Since most homebuilders are still operating at losses with huge inventories of homes and land, and stifling levels of debt, the move indicates that institutional investors are very optimistic about the nation’s economic recovery. It will take a significant increase in wealth, along with a much better employment picture for the lofty prices on most homebuilders to be justified.
But just as the euphoric trading was catching the eye of momentum and breakout traders, Tuesday ushered in a new dynamic for growth and speculative issues. The catalyst was renewed concern over a default of Greek debt, but the broad effect was a move away from risk by a large number of influential traders. While the benchmark indices took on water, homebuilders quickly gave up gains from last week’s breakout and now look vulnerable to fall much further. KB Home (KBH) builds single family homes, condos, and townhomes in 10 states across the US. The stock had recently broken out above a consolidation area at $18.00 and immediately added more than 10% to top out near $20. But the “risk off” trading on Tuesday negated the breakout and caused investors to lose nearly the entire gain from the previous week. Speaking as a trader myself, this kind of volatility would cause me to re-think a long position even if I was confident in the company’s fundamentals.

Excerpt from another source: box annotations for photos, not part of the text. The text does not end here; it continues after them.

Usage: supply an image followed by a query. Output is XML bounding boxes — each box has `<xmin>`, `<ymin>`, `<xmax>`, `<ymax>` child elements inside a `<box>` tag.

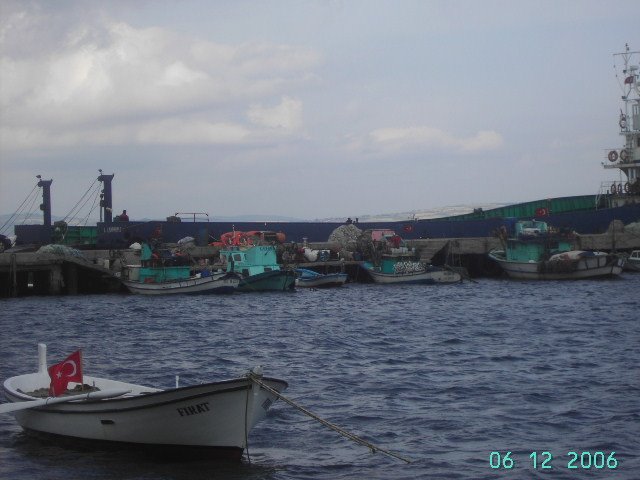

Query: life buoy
<box><xmin>620</xmin><ymin>150</ymin><xmax>629</xmax><ymax>162</ymax></box>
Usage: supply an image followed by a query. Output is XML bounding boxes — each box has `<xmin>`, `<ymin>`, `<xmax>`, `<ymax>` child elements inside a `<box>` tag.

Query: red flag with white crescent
<box><xmin>47</xmin><ymin>350</ymin><xmax>82</xmax><ymax>397</ymax></box>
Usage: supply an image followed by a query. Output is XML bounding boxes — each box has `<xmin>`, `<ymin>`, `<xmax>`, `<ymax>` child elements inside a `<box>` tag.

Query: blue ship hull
<box><xmin>15</xmin><ymin>197</ymin><xmax>640</xmax><ymax>249</ymax></box>
<box><xmin>91</xmin><ymin>203</ymin><xmax>640</xmax><ymax>248</ymax></box>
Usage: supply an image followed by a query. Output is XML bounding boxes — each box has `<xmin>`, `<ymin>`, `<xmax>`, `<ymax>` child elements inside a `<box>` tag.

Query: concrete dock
<box><xmin>0</xmin><ymin>223</ymin><xmax>640</xmax><ymax>297</ymax></box>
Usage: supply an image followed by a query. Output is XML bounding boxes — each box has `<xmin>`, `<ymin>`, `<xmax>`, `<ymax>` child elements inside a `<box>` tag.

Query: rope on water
<box><xmin>248</xmin><ymin>373</ymin><xmax>411</xmax><ymax>463</ymax></box>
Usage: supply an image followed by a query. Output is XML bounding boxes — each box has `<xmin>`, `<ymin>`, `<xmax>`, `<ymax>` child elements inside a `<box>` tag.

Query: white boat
<box><xmin>119</xmin><ymin>243</ymin><xmax>241</xmax><ymax>295</ymax></box>
<box><xmin>363</xmin><ymin>259</ymin><xmax>462</xmax><ymax>285</ymax></box>
<box><xmin>120</xmin><ymin>265</ymin><xmax>240</xmax><ymax>295</ymax></box>
<box><xmin>489</xmin><ymin>220</ymin><xmax>624</xmax><ymax>280</ymax></box>
<box><xmin>0</xmin><ymin>344</ymin><xmax>287</xmax><ymax>460</ymax></box>
<box><xmin>296</xmin><ymin>268</ymin><xmax>349</xmax><ymax>288</ymax></box>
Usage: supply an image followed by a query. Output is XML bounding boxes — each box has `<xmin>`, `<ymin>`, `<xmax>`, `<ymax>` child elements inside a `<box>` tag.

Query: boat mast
<box><xmin>604</xmin><ymin>44</ymin><xmax>640</xmax><ymax>197</ymax></box>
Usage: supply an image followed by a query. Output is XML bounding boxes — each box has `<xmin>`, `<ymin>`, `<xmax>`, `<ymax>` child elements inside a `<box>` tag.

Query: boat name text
<box><xmin>176</xmin><ymin>402</ymin><xmax>209</xmax><ymax>417</ymax></box>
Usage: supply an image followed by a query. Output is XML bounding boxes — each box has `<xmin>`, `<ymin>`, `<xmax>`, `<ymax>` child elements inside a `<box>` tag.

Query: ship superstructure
<box><xmin>604</xmin><ymin>45</ymin><xmax>640</xmax><ymax>207</ymax></box>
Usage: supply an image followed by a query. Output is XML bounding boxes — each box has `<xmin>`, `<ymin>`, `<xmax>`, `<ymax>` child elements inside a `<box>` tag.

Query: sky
<box><xmin>0</xmin><ymin>0</ymin><xmax>640</xmax><ymax>220</ymax></box>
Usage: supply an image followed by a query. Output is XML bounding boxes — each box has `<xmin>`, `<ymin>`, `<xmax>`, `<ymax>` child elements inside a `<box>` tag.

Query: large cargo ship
<box><xmin>8</xmin><ymin>46</ymin><xmax>640</xmax><ymax>248</ymax></box>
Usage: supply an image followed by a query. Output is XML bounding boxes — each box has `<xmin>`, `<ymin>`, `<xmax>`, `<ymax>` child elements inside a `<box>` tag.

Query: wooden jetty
<box><xmin>0</xmin><ymin>251</ymin><xmax>120</xmax><ymax>297</ymax></box>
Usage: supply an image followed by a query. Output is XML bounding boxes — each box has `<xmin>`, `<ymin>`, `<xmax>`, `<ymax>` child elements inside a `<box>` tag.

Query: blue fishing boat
<box><xmin>220</xmin><ymin>245</ymin><xmax>296</xmax><ymax>292</ymax></box>
<box><xmin>8</xmin><ymin>47</ymin><xmax>640</xmax><ymax>249</ymax></box>
<box><xmin>120</xmin><ymin>243</ymin><xmax>240</xmax><ymax>295</ymax></box>
<box><xmin>489</xmin><ymin>220</ymin><xmax>624</xmax><ymax>280</ymax></box>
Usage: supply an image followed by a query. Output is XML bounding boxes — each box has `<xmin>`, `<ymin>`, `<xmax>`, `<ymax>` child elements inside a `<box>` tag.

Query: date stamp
<box><xmin>489</xmin><ymin>451</ymin><xmax>619</xmax><ymax>470</ymax></box>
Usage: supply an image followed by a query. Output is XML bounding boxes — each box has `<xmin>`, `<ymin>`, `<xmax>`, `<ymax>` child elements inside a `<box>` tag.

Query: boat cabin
<box><xmin>505</xmin><ymin>220</ymin><xmax>573</xmax><ymax>262</ymax></box>
<box><xmin>220</xmin><ymin>245</ymin><xmax>280</xmax><ymax>277</ymax></box>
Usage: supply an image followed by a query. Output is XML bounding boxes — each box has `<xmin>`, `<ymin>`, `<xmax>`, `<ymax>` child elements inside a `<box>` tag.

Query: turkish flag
<box><xmin>48</xmin><ymin>350</ymin><xmax>82</xmax><ymax>397</ymax></box>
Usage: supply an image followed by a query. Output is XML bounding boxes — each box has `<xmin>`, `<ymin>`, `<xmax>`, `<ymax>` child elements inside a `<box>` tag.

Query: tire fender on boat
<box><xmin>620</xmin><ymin>150</ymin><xmax>629</xmax><ymax>162</ymax></box>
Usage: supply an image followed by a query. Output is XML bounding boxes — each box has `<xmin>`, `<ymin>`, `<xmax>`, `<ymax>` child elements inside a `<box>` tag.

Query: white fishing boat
<box><xmin>489</xmin><ymin>220</ymin><xmax>624</xmax><ymax>280</ymax></box>
<box><xmin>119</xmin><ymin>243</ymin><xmax>241</xmax><ymax>295</ymax></box>
<box><xmin>120</xmin><ymin>265</ymin><xmax>240</xmax><ymax>295</ymax></box>
<box><xmin>0</xmin><ymin>344</ymin><xmax>287</xmax><ymax>459</ymax></box>
<box><xmin>361</xmin><ymin>230</ymin><xmax>462</xmax><ymax>285</ymax></box>
<box><xmin>363</xmin><ymin>259</ymin><xmax>462</xmax><ymax>285</ymax></box>
<box><xmin>296</xmin><ymin>268</ymin><xmax>349</xmax><ymax>288</ymax></box>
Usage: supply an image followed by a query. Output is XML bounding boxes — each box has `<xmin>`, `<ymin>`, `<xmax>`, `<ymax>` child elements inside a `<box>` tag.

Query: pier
<box><xmin>0</xmin><ymin>222</ymin><xmax>640</xmax><ymax>297</ymax></box>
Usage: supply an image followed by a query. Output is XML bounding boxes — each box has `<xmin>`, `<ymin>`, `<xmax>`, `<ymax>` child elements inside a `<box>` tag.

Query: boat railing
<box><xmin>167</xmin><ymin>212</ymin><xmax>209</xmax><ymax>223</ymax></box>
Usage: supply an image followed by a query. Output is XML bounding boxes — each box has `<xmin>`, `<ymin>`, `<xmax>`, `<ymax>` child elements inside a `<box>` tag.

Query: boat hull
<box><xmin>489</xmin><ymin>252</ymin><xmax>624</xmax><ymax>280</ymax></box>
<box><xmin>365</xmin><ymin>267</ymin><xmax>462</xmax><ymax>285</ymax></box>
<box><xmin>296</xmin><ymin>272</ymin><xmax>349</xmax><ymax>288</ymax></box>
<box><xmin>121</xmin><ymin>273</ymin><xmax>240</xmax><ymax>295</ymax></box>
<box><xmin>238</xmin><ymin>270</ymin><xmax>296</xmax><ymax>292</ymax></box>
<box><xmin>4</xmin><ymin>376</ymin><xmax>287</xmax><ymax>457</ymax></box>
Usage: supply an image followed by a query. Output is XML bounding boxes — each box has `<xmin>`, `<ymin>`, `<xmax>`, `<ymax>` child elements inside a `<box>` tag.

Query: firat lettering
<box><xmin>176</xmin><ymin>402</ymin><xmax>209</xmax><ymax>417</ymax></box>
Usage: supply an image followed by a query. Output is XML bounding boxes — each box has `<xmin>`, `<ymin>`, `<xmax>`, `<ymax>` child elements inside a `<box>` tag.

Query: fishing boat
<box><xmin>489</xmin><ymin>220</ymin><xmax>624</xmax><ymax>280</ymax></box>
<box><xmin>296</xmin><ymin>268</ymin><xmax>349</xmax><ymax>288</ymax></box>
<box><xmin>220</xmin><ymin>245</ymin><xmax>296</xmax><ymax>292</ymax></box>
<box><xmin>0</xmin><ymin>344</ymin><xmax>287</xmax><ymax>460</ymax></box>
<box><xmin>8</xmin><ymin>46</ymin><xmax>640</xmax><ymax>248</ymax></box>
<box><xmin>119</xmin><ymin>243</ymin><xmax>240</xmax><ymax>295</ymax></box>
<box><xmin>361</xmin><ymin>229</ymin><xmax>462</xmax><ymax>284</ymax></box>
<box><xmin>624</xmin><ymin>250</ymin><xmax>640</xmax><ymax>272</ymax></box>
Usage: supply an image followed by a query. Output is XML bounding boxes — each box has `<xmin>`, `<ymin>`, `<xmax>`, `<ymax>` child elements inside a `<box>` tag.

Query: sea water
<box><xmin>0</xmin><ymin>274</ymin><xmax>640</xmax><ymax>480</ymax></box>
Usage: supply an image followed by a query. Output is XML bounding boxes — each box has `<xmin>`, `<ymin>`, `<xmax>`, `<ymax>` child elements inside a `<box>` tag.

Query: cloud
<box><xmin>0</xmin><ymin>8</ymin><xmax>321</xmax><ymax>150</ymax></box>
<box><xmin>365</xmin><ymin>126</ymin><xmax>504</xmax><ymax>153</ymax></box>
<box><xmin>247</xmin><ymin>97</ymin><xmax>302</xmax><ymax>132</ymax></box>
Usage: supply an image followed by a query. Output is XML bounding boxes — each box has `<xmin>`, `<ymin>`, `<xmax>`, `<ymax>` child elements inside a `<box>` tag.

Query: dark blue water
<box><xmin>0</xmin><ymin>275</ymin><xmax>640</xmax><ymax>480</ymax></box>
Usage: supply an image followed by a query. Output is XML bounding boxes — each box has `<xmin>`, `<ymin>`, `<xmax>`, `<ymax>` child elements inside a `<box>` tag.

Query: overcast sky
<box><xmin>0</xmin><ymin>0</ymin><xmax>640</xmax><ymax>219</ymax></box>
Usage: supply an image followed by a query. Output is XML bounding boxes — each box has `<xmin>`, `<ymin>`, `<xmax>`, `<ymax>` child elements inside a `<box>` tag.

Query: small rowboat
<box><xmin>0</xmin><ymin>344</ymin><xmax>287</xmax><ymax>460</ymax></box>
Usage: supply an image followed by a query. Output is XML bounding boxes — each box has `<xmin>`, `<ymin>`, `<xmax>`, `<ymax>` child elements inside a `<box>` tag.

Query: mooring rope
<box><xmin>248</xmin><ymin>373</ymin><xmax>411</xmax><ymax>463</ymax></box>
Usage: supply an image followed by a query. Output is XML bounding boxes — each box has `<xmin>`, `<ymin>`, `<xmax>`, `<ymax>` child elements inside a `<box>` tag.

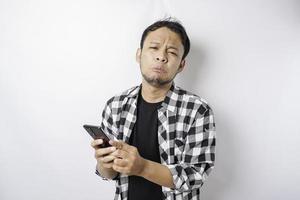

As it stands, KBH isn’t exactly in great shape fundamentally, and significant risks are still in place. Quarterly revenue numbers continue to decline although doing so at a decreasing rate. Still, the company has reported major losses totaling $2.64 per share in the last year alone. Analysts expect the company to lose “only” 89 cents per share this year which ends November 30, and then a gain of $0.65 is projected for the following year.
Even if the 2011 guestimates turn out to be accurate, the stock is still trading at nearly 30 times forward earnings – a difficult multiple to justify given the losses and risk of a stall in the economic rebound. During the last quarter management tried to paint a pretty picture of the housing market, but reading between the lines it appears there is still significant concern:
Encouraging data in recent months suggest that a number of housing markets may be stabilizing or starting to rebound, though we do not yet see, in many respects, a sustained nationwide recovery. While the pace is likely to be uneven in the months ahead, we currently expect housing market conditions to follow a generally positive trajectory throughout this year and into 2011. ~Jeffrey Mezger, CEO
With Europe continuing to be a significant red flag (I don’t think US investors realize how our fortunes could be closely tied to the international events) and US unemployment stubbornly high, I believe a rally in the homebuilding sector is premature. We have already seen how quickly the homebuilders can give up gains when managers decide to reduce their risk levels. Imagine what would happen if managers truly kept this mindset for more than just a single day. In this case, I would expect homebuilders, retail stocks, many China plays, and a few other speculative sectors to take on water.
The ZachStocks Newsletter has a short position in another related homebuilder. This luxury builder has recently had to write down the value of its land inventory which has a negative effect on book value. I’m expecting a 20% decline in this stock along with similar negative action for the entire sector. So if you are long homebuilders, it may be worth lightening exposure on today’s strength. The temporarily higher prices may provide a decent short entry, and at the very least, investors should have an exit or hedging strategy in place to carefully manage the risk.